Un imprenditore sa ben distinguere un bravo consulente da un venditore di pagine online. Ha l’esperienza che gli serve per fare una selezione. È solo su questa sua capacità che deve fare affidamento.

i fallimenti
delle web agency

Un altro elemento che gioca contro la decisione di aprire un ecommerce sono le esperienze negative del passato e la consapevolezza che ci sono ecommerce che producono vendite molto vicine allo zero.

Questa è una piaga difficile da guarire, anche perché l’epidemia di web agency di scarsi scrupoli è ancora ben lontana dall’essere debellata.

Più o meno consapevolmente molte web agency sfruttano la buona fede del cliente che si affida a loro per costruire un ecommerce.

Più di una volta ho incontrato imprenditori che sono stati abbagliati da bravi venditori, ma che poi si sono rivelati cattivi partner.

È facile infarinare un po’ di nozioni e concetti tecnologici, miscelandoli come una ricetta di successo a chi poco conosce del mondo online.

Come ho detto precedentemente, il desiderio di essere presenti su questo mercato è molto forte, quindi sotto questo punto di vista l’imprenditore è piuttosto vulnerabile.

Vediamo tutti i giorni web agency promettere risultati miracolosi, farsi pagare dei bei soldini e sciorinare un ecommerce in pochi giorni su un template da 100 dollari.

Una volta realizzato l’ecommerce e incassata la fattura emessa al cliente per diverse migliaia di euro, poi questi designer spariscono nel nulla, non rispondono al telefono, si nascondono dietro al muro di una solerte segretaria.

L’imprenditore viene abbandonato a se stesso, con il suo bel ecommerce che ha pagato, con le campagne di marketing che non sa neppure come bloccare e con le vendite che non arrivano.

È un leitmotiv troppo consueto, per non inorridire ogni volta che viene raccontato.

Un ecommerce è un impegno non solo da parte di chi ne diventa proprietario ma anche da parte dell’agenzia che lo ha costruito. Soprattutto nel suo primo anno di vita.

Se per vendere online fosse sufficiente aprire un negozio virtuale, saremmo tutti miliardari. Ed evidentemente non è così che funziona.

Come ho più volte scritto sul blog di evoluzionecommerce, non è la piattaforma su cui edifichi il tuo ecommerce che ti fa vendere. Non lo è neppure la grafica. Piattaforma e grafica devono essere consequenziali ad un progetto e a una strategia di conquista del mercato.

Mettere in piedi progetto e strategia costa tempo, impegno, fatica e costanza da parte della web agency. Altrimenti l’ecommerce non avrà mai successo.

il timore di
una scelta sbagliata

Quanto ho descritto nei due precedenti paragrafi, cioè mancanza di conoscenza del settore online e superficialità di molte web agency mettono sul campo enormi dubbi sulla opportunità di aprire un ecommerce.

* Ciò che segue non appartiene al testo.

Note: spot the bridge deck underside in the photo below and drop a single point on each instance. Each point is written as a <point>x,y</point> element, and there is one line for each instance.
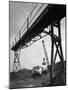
<point>50,14</point>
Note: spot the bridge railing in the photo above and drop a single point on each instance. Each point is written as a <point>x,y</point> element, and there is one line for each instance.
<point>36,11</point>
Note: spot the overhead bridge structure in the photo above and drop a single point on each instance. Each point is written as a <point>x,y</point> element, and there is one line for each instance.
<point>42,16</point>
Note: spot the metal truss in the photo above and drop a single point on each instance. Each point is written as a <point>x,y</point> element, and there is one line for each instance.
<point>16,65</point>
<point>56,40</point>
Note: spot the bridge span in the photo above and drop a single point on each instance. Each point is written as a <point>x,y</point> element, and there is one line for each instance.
<point>30,32</point>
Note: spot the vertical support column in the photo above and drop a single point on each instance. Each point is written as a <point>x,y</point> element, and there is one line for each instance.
<point>60,46</point>
<point>16,65</point>
<point>52,51</point>
<point>56,40</point>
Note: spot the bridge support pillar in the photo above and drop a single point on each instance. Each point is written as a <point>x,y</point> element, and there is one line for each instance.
<point>56,41</point>
<point>16,65</point>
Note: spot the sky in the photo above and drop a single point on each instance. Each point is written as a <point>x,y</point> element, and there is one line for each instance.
<point>33,55</point>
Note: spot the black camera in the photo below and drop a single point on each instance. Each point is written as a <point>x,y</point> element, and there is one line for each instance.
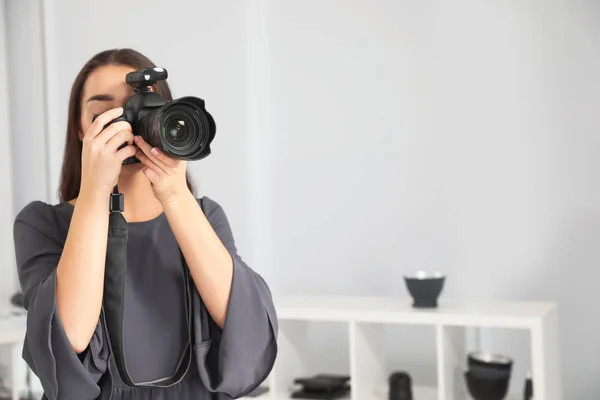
<point>181,128</point>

E allora non ci si chiede più quali siano i vantaggi o gli svantaggi di aprire un ecommerce o quali possano essere i costi e i ricavi.

Ciò che si percepisce è soprattutto la minaccia di una scelta sbagliata.

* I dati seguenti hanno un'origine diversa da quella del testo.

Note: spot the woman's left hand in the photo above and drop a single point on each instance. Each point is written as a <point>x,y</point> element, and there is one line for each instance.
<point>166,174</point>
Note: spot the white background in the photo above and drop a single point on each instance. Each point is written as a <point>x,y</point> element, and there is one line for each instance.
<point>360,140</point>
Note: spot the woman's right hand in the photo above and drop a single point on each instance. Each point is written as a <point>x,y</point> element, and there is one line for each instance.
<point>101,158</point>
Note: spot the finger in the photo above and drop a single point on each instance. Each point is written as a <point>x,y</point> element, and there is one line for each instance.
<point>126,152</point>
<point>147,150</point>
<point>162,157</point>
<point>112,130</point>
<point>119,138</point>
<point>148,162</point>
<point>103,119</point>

La preda è lì davanti, basta solo afferrarla, ma la paura di sbagliare il colpo diventa quasi insormontabile.

Diciamocelo chiaramente. Aprire un negozio online non è poi così costoso. Lo è ancor meno se si mette a confronto l’investimento necessario con quanto si spenderebbe per aprire un punto vendita fisico.

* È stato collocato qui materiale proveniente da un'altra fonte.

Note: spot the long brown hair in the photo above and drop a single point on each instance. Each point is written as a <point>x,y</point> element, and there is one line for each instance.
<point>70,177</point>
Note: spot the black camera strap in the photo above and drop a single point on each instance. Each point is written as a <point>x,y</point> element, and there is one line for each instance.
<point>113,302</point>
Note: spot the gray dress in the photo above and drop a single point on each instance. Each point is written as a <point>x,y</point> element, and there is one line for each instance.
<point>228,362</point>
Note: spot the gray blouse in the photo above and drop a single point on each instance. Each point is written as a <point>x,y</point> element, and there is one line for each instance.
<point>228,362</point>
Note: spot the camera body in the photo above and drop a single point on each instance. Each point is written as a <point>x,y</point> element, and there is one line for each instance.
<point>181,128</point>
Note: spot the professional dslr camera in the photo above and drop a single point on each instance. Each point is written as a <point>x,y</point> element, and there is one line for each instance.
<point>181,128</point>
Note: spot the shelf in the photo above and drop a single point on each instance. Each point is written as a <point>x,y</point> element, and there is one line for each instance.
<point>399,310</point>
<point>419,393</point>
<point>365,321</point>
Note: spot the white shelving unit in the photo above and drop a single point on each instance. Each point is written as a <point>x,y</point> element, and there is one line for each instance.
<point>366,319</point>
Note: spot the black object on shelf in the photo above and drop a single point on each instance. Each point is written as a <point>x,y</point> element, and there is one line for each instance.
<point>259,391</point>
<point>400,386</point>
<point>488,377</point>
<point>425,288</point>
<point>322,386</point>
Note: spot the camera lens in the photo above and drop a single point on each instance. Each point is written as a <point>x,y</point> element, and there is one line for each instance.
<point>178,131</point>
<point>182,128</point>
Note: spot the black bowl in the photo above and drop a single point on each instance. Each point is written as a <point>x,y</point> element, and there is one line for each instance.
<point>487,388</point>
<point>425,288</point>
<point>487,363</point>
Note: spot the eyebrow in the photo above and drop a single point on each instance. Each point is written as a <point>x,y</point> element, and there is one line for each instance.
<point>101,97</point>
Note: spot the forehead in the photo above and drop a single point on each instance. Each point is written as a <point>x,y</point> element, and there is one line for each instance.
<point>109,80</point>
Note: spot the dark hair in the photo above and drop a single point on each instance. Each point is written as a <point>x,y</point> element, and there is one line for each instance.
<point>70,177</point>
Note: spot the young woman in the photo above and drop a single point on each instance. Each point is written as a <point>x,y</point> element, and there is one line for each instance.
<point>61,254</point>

La proporzione è di 1 a 10.

Tuttavia, l’ipotesi di gettare al vento qualche migliaio di euro, giustamente, non piace a nessuno. Non si fa un investimento tanto per provare.

Certo ci sono diversi modi per approcciare il problema con un po’ più di serenità e con maggiori certezze. Magari ne potremo parlare in uno dei prossimi post.

Tuttavia io consiglio sempre i clienti di evoluzionecommerce di avvicinarsi alle vendite online con la massima calma, procedendo in un percorso di consapevolezza prima di prendere qualsiasi decisione.

Il desiderio di fare non deve sovrastare l’oculatezza nell’agire. Anche questo percorso rientra nel lavoro di una web agency prima ancora che il cliente abbia firmato una conferma d’ordine.

E se, alla fine, l’imprenditore non è convinto di aprire un ecommerce, meglio che ne rimanga fuori. Vuol dire che non è adatto a rivolgersi a questo tipo di mercato.

In ogni caso, prima o poi, una decisione va presa perché l’e-commerce, ormai, è un canale di vendita non più trascurabile per le nostre aziende. Soprattutto per le Pmi.

"Quanti tuoi clienti comprano online?"

Questa la domanda a cui molte aziende devono dare risposta.